Is Force crankset a good upgrade over Rival crankset? I have a full rival setup and have been thinking of upgrading the crankset. Considered Fulcrum Torq-R and Force GXP Crankset.


----------



## slegros (Sep 22, 2009)

I have run both Rival and Red. No difference other than a few grams.... The Rival crankset is awesome, hollow arms, and very stiff. Similar construction to the Dura-Ace cranks. I'd put the money elsewhere.


----------



## ziscwg (Apr 19, 2010)

Agreed, put your money elsewhere. 

Like wheels....................

Well, unless there is something wrong with the cranks for you, like std vs compact.


----------



## Weav (Jun 21, 2009)

ziscwg said:


> Agreed, put your money elsewhere.
> 
> Like wheels....................
> 
> Well, unless there is something wrong with the cranks for you, like std vs compact.


No, nothing wrong.

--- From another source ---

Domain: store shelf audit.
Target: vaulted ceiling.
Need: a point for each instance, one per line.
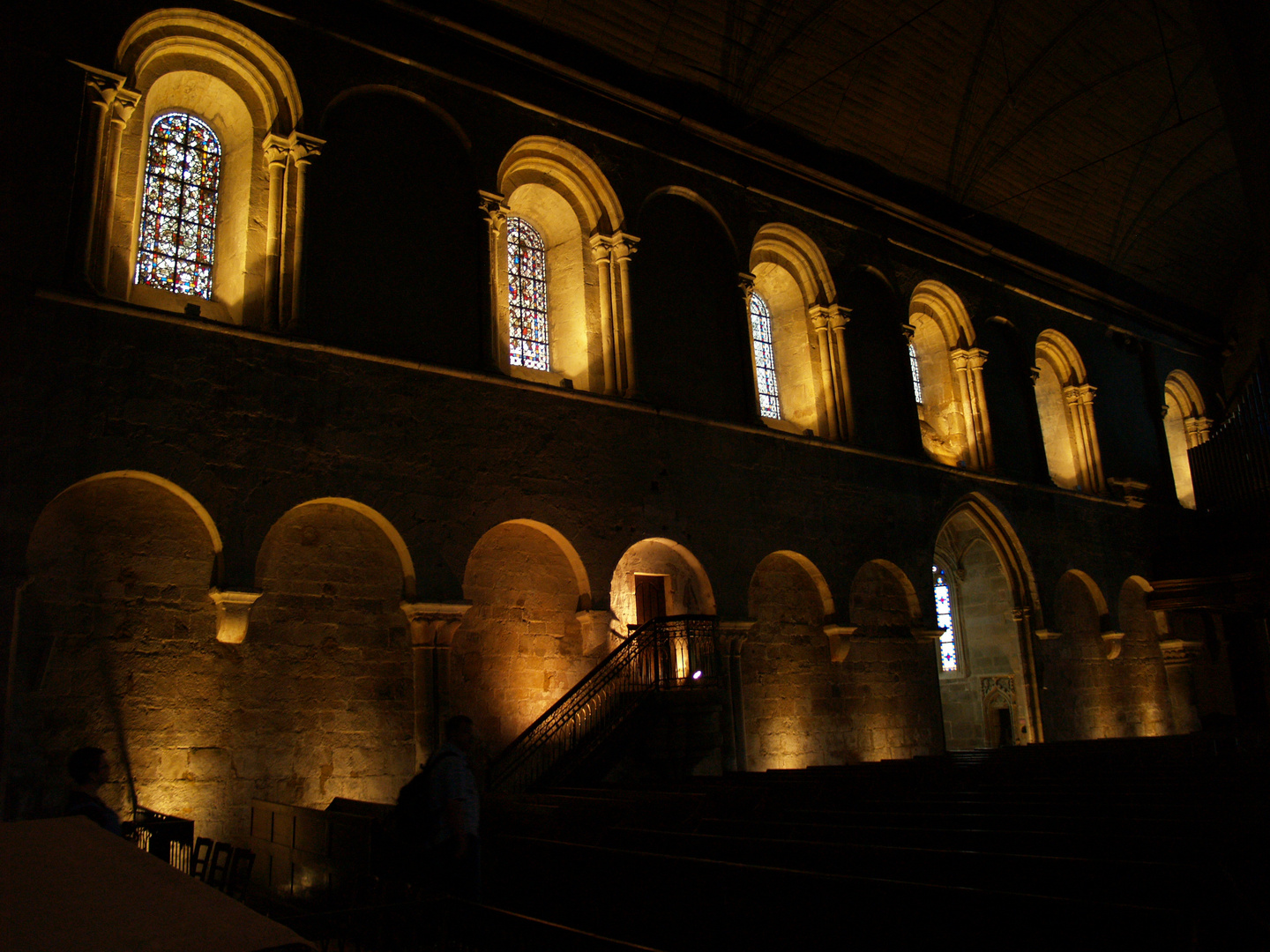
(1093, 123)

Wheels are fine, Dura Ace 7850SL, just wondering what should be next on the radar. I heard that Rival cranks are a bit flexy.


----------



## asad137 (Jul 29, 2009)

> I heard that Rival cranks are a bit flexy. 

Do you feel it flex yourself? Have you noticed any issues that you can attribute to crank flex?

Asad


----------



## cxwrench (Nov 9, 2004)

asad137 said:


> > I heard that Rival cranks are a bit flexy.
> 
> Do you feel it flex yourself? Have you noticed any issues that you can attribute to crank flex?
> 
> Asad


i'd think there would be plenty of other things that would cause problems that you'd notice before you got to Rival cranks being too flexible.


----------



## asad137 (Jul 29, 2009)

cxwrench said:


> i'd think there would be plenty of other things that would cause problems that you'd notice before you got to Rival cranks being too flexible.


That was my point 

Asad


----------



## Ppopp (Jun 20, 2011)

I had my Rival bike stolen earlier this year (purchased summer of 2009), recently replaced it with a Look 585 with a Force group (current version). Overall, very little difference in performance or feel. The Force group is lighter, but only a little I believe. I'm a lightweight, and probably the last who could ever flex a crankset. But the Force group is WAYYYYY prettier, especially the crank and levers. Depends on how much value you put on that. I bought my build kit from Excel, and the difference in price between the Rival and Force kits was only a little over $200, so it was a no-brainer for me.

If SRAM ever gives Rival a cosmetic upgrade and a carbon fiber crank they'll have to do something special with the Force group, because that will really close the gap between the two.


----------



## ziscwg (Apr 19, 2010)

Weav said:


> No, nothing wrong. Wheels are fine, Dura Ace 7850SL, just wondering what should be next on the radar. I heard that Rival cranks are a bit flexy.


Well maybe go big and get the Red or Force crank set with a SRM power meter.


----------



## ScottF (Aug 22, 2011)

sram rival is as good as ultegra or better


----------